As Christians, we are to follow our Savior to the cross, but amazingly, the Christian does not lovingly sacrifice himself for a dead man rotting in some tomb—some constant reminder of our own terrible fate and the fruitlessness of our efforts; no, the Christian loves every day because our sacrificed Savior burst out of His tomb on the third day and showed us the true, immeasurable power of the love between God the Father and His only begotten Son. Christian life, is about being so sure Christ is alive, we can let others kill us with their selfishness and jealousy and hate. We can live in a world which despises us; we can serve those that hate us; we can love like St. Paul tells us we must because Christ has died and risen to make that love our way of life. This is not an ideal we shoot for; this is the love we die for.

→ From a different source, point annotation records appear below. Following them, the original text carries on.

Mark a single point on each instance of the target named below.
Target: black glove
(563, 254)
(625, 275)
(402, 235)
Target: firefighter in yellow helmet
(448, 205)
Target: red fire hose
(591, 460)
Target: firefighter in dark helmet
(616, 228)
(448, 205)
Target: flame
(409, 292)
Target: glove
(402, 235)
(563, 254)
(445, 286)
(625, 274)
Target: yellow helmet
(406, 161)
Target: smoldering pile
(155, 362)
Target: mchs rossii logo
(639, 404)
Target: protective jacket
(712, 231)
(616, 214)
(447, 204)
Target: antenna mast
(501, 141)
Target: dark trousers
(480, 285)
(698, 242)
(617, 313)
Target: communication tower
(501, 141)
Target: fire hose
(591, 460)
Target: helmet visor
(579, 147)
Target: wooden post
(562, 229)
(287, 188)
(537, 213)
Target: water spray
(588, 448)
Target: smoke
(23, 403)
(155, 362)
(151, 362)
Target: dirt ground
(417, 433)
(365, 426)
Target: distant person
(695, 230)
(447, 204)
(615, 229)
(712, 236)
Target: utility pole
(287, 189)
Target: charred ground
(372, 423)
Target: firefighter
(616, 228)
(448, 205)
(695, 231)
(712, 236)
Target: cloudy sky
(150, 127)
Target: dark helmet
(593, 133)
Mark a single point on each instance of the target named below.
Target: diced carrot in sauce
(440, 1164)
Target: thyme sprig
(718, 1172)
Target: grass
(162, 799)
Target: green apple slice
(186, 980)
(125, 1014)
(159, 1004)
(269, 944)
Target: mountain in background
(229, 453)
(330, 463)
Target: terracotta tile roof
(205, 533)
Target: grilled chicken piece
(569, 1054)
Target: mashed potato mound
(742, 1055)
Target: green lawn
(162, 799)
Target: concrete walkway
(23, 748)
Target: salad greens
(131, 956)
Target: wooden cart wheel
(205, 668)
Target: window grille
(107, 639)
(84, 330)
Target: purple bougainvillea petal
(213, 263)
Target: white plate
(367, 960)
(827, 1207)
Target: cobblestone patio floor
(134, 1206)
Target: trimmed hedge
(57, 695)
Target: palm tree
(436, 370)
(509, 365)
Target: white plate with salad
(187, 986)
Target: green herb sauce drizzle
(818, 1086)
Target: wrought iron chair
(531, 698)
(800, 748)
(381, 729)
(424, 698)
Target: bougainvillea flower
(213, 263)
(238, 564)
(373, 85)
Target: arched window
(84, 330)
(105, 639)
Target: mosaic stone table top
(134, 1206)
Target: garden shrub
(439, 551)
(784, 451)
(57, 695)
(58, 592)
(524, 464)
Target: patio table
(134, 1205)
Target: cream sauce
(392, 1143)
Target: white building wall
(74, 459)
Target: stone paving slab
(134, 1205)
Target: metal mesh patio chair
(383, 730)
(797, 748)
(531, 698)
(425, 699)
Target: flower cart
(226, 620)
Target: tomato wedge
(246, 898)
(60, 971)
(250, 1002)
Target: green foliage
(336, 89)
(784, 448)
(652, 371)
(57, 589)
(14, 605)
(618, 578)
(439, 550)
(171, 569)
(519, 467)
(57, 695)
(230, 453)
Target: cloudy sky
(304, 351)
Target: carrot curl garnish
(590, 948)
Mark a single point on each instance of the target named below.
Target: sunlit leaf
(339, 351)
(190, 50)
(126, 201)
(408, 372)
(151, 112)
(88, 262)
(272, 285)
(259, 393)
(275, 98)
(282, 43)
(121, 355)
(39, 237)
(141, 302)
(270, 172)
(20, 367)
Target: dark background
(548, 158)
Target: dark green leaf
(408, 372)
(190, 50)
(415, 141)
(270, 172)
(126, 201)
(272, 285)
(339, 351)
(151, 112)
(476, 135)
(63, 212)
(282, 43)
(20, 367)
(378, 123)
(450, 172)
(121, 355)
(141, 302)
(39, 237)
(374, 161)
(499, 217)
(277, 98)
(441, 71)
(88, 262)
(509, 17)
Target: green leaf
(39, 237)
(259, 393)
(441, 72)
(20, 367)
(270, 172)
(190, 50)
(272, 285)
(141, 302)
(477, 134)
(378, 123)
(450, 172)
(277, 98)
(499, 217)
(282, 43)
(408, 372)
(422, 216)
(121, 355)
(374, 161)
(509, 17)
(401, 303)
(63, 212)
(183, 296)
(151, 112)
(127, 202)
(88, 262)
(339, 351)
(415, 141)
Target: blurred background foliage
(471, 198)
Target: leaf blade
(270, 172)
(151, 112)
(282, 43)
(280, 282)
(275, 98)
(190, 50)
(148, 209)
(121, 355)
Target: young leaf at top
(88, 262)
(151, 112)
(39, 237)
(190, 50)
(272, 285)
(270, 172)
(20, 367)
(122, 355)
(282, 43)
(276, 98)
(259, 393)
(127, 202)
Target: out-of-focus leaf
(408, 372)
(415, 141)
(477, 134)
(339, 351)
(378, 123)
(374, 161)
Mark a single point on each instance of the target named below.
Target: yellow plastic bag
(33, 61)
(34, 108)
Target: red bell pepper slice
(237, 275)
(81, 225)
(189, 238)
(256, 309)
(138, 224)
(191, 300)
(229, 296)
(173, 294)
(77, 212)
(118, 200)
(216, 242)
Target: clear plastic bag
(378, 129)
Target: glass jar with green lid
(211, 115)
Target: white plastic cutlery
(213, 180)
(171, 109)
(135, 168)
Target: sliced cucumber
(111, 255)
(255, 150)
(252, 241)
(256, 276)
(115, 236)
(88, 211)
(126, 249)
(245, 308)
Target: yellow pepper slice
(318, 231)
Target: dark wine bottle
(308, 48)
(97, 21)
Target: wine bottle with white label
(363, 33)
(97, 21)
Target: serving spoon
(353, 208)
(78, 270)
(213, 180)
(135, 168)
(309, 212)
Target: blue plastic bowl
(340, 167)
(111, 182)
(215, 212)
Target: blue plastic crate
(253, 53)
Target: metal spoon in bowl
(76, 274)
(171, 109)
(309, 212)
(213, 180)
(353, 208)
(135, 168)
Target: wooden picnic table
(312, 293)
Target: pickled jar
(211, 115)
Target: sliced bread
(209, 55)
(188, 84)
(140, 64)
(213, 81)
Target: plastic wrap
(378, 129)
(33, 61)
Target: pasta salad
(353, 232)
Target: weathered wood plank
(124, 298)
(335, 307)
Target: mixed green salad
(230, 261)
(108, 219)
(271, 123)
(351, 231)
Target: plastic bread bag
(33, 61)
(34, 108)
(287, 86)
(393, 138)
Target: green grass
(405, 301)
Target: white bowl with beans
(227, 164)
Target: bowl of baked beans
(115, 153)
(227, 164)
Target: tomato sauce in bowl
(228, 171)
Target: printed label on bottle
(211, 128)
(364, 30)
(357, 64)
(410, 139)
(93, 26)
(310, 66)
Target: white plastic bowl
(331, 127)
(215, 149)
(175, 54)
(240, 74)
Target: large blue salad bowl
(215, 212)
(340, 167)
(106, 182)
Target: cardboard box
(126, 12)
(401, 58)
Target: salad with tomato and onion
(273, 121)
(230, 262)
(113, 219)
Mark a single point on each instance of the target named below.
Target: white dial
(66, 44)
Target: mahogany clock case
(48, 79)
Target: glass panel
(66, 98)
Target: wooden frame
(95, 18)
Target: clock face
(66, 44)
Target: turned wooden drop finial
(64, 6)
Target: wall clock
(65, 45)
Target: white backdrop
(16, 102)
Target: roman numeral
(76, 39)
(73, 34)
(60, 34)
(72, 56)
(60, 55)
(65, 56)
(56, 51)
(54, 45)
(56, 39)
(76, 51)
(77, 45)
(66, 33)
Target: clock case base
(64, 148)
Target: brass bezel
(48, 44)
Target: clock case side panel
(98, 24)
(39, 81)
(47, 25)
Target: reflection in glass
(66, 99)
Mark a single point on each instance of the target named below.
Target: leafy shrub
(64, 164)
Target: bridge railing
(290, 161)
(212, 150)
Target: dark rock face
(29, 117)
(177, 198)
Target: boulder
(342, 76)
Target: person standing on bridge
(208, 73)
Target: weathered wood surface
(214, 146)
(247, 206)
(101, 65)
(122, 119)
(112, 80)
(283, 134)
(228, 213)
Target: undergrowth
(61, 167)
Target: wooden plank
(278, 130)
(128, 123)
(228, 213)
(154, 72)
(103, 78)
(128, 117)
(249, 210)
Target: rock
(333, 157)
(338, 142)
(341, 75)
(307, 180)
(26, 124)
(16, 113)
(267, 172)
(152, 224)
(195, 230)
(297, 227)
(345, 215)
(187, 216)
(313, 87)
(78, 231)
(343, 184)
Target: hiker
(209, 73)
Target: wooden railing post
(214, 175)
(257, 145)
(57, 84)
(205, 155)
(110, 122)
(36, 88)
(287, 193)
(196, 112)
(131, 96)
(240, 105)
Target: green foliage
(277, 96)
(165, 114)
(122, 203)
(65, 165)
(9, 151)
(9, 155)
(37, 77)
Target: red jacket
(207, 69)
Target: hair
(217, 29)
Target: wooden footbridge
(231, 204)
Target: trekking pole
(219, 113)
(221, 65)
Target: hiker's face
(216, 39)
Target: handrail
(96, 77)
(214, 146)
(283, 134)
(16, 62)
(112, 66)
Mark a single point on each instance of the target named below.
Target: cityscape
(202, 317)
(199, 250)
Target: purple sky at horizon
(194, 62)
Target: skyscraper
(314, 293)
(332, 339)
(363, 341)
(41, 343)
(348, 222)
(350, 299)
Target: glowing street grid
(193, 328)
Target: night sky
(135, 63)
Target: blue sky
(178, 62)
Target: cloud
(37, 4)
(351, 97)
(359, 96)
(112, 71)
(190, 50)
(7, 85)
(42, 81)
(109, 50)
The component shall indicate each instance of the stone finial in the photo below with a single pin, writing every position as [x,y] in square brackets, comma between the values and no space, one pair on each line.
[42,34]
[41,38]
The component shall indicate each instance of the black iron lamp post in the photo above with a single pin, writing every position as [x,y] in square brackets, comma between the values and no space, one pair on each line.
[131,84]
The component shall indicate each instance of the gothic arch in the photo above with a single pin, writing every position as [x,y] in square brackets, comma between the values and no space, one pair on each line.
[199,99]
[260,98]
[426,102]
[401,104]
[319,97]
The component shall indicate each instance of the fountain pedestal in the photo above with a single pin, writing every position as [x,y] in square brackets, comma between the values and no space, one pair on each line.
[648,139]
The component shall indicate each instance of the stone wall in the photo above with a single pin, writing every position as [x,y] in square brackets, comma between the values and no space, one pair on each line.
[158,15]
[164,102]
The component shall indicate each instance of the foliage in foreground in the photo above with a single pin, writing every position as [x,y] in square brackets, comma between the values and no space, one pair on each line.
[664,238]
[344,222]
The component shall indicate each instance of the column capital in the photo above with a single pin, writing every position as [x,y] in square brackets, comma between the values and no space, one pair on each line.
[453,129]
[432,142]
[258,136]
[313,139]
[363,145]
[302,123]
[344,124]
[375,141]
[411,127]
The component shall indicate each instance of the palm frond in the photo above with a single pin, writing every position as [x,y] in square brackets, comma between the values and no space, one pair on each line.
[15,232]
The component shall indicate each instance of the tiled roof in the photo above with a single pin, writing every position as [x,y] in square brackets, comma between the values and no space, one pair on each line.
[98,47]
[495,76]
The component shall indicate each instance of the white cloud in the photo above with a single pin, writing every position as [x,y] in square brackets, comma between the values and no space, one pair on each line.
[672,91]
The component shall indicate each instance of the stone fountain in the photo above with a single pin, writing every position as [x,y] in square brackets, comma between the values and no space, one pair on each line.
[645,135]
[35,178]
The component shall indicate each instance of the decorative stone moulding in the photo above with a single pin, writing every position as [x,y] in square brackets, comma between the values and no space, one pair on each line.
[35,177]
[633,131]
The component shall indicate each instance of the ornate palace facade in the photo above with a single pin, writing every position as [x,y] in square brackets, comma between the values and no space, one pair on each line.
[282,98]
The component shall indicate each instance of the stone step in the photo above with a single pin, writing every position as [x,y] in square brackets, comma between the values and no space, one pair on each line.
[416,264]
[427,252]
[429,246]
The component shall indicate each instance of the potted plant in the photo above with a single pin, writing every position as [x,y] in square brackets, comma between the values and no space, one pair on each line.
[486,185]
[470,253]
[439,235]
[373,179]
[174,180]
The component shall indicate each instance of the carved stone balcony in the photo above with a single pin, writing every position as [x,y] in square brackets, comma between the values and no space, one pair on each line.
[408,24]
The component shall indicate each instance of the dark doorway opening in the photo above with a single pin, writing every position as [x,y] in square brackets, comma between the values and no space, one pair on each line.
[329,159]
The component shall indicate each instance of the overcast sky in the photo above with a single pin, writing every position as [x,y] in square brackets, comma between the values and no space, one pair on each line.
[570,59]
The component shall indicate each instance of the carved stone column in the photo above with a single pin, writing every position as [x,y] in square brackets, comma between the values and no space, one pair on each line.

Which raises the final question: do we trust that the love of God is enough? For the sake of the world, I pray we do. For when we love this way, when we connect to the throbbing artery of the new creation, we are the vessel through which the Holy Spirit shows our neighbors and family and enemies the love of Christ. The Christian is to walk in and out of this church with the sword of truth in his hand and a well-worn shield that reads, “love or nothing.” Those words can stay on our lips because we know, when all the paper kingdoms of this world pass into the furnace of history, the divine love which death could not extinguish will be the only thing that links now and forever. May you live and die in that true love; may you live and die in Christ.